M. Haluk YALÇINKAYA: Hocam sizi tanımak isteriz?
Prof. Dr. Ceyhan KANDEMİR: İstanbul Üniversitesi, Radyo Tv ve Sinema bölümü ana bilim dalı Başkanıyım. Aynı zamanda uygulamacı bir akademisyenim. Yönetmenliğini yaptığım çok sayıda müzik videosu ve belgesel çalışmalarım var. “Ruhun Lekesi” ve “Karla” adlı uzun metraj çalışmam var. Bağımsız sinemayı destekliyorum ve bağımsız sinemanın daha özgür fikirler ürettiğini düşünüyorum. Aynı zamanda Üç uzun metrajlı filmim var. Festival içinde uzun metraj filmim ‘Kelebeklerin Uyuduğu Yerdeyim’ in gösterimi yapıldı.

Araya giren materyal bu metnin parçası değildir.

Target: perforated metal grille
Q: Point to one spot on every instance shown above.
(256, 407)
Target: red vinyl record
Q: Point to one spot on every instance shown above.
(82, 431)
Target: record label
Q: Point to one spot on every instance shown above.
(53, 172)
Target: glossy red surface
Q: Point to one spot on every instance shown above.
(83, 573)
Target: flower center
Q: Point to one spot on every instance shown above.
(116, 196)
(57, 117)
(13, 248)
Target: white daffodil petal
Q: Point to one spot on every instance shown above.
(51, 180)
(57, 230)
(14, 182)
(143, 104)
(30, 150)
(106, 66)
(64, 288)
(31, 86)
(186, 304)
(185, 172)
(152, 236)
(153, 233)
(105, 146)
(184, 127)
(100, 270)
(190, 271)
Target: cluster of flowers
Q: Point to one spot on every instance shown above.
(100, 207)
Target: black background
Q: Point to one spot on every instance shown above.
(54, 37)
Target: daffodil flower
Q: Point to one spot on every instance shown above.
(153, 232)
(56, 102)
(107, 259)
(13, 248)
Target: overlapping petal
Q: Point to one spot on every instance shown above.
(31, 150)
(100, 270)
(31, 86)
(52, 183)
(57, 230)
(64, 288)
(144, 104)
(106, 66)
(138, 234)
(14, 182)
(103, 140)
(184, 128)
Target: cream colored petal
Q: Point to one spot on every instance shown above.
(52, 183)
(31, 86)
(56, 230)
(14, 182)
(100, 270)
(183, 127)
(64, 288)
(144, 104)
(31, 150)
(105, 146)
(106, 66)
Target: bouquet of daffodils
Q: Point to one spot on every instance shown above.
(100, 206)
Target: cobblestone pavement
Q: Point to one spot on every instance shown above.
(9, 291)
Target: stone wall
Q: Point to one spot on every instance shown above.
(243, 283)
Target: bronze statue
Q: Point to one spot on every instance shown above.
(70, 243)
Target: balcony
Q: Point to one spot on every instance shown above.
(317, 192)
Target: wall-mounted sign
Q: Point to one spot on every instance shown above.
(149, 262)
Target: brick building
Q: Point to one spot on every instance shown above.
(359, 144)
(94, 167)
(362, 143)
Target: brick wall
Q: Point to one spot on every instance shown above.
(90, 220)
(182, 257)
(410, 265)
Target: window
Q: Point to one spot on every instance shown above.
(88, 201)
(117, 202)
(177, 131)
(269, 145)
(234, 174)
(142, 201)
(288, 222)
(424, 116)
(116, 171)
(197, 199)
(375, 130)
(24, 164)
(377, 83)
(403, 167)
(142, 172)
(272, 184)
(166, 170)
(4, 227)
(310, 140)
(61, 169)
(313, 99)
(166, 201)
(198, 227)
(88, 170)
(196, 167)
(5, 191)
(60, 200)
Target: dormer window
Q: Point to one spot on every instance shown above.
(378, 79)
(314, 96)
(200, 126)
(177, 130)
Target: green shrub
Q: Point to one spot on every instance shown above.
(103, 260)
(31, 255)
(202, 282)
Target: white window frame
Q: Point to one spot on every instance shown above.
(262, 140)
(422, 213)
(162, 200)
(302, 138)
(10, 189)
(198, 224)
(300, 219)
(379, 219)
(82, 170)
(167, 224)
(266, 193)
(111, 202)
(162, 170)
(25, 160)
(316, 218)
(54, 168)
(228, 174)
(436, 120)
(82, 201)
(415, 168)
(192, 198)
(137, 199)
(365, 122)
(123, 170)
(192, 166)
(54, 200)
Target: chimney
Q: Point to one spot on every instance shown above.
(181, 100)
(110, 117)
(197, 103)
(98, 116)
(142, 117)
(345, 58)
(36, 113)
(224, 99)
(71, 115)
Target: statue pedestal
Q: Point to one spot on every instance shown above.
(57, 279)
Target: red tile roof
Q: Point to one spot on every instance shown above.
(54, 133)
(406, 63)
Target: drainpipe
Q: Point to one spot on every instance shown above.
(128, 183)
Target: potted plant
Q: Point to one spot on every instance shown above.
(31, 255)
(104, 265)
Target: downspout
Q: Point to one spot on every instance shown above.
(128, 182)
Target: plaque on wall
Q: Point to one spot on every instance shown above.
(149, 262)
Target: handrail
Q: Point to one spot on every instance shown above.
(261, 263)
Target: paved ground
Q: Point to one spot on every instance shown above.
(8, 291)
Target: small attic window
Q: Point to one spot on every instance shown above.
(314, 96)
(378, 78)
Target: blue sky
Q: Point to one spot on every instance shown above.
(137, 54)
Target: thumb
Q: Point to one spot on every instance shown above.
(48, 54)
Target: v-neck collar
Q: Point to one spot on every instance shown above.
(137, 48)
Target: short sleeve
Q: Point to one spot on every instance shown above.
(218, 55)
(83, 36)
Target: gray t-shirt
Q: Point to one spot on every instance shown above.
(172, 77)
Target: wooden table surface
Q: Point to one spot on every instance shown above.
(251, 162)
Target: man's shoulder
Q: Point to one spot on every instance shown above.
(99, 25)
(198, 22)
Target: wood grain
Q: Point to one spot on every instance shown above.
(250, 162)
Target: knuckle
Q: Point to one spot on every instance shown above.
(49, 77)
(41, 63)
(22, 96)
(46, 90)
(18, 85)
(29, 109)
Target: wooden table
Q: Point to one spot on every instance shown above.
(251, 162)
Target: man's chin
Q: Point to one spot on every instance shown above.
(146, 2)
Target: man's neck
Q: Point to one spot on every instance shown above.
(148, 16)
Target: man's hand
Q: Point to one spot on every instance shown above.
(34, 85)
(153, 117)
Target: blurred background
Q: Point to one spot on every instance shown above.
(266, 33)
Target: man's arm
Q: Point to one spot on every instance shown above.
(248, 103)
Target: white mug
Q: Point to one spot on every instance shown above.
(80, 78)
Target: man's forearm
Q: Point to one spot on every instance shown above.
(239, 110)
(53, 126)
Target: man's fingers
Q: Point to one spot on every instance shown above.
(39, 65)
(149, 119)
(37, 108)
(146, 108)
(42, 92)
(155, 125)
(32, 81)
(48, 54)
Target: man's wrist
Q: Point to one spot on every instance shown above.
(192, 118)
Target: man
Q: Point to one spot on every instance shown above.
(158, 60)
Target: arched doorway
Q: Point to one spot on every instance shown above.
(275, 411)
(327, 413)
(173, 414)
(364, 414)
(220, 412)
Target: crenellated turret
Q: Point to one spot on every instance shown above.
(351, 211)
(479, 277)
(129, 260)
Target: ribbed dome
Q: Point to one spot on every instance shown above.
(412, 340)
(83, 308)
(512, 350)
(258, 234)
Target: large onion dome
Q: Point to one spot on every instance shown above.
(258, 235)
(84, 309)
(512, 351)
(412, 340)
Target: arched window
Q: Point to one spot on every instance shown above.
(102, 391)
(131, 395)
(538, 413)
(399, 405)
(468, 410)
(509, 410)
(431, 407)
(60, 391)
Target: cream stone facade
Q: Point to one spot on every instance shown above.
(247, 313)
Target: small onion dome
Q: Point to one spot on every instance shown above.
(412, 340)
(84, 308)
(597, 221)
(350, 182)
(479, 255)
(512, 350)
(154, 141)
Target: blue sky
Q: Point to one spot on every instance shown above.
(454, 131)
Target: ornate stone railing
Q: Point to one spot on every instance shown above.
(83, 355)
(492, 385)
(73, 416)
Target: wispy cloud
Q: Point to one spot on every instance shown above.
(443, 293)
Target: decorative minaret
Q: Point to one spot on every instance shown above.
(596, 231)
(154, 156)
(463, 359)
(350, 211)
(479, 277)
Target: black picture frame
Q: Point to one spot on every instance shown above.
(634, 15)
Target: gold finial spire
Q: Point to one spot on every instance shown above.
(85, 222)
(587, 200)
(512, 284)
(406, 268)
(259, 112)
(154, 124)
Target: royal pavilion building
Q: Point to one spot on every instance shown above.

M. Haluk YALÇINKAYA: Bir akademisyen olarak, Sinema sanatı hakkındaki düşünceleriniz alabilir miyim?
Prof. Dr. Ceyhan KANDEMİR: Sinema gerçekten çok uzun günler ve saatleri alan meşakkatli bir süreci olan bir sanat dalıdır. Sinema, yönetmen için farklı, yapımcı için farklı, oyuncu için farklı bambaşka bir dünya oluşturur, seyirci ise bambaşka bir dünyanın içine girer.
Sinema anlamında çok daha farklı üzücü bir hikaye ya da mutluluk verici bir hikayede anlatabilirsiniz. Yani tamamen sinematografinin bütün olanaklarından yararlanarak yeni bir anlatı ve biçim oluşturursunuz. Görüntüden, ışıktan sesten doğal oyunculuktan yararlanarak yeni bir dünya yaratırsınız.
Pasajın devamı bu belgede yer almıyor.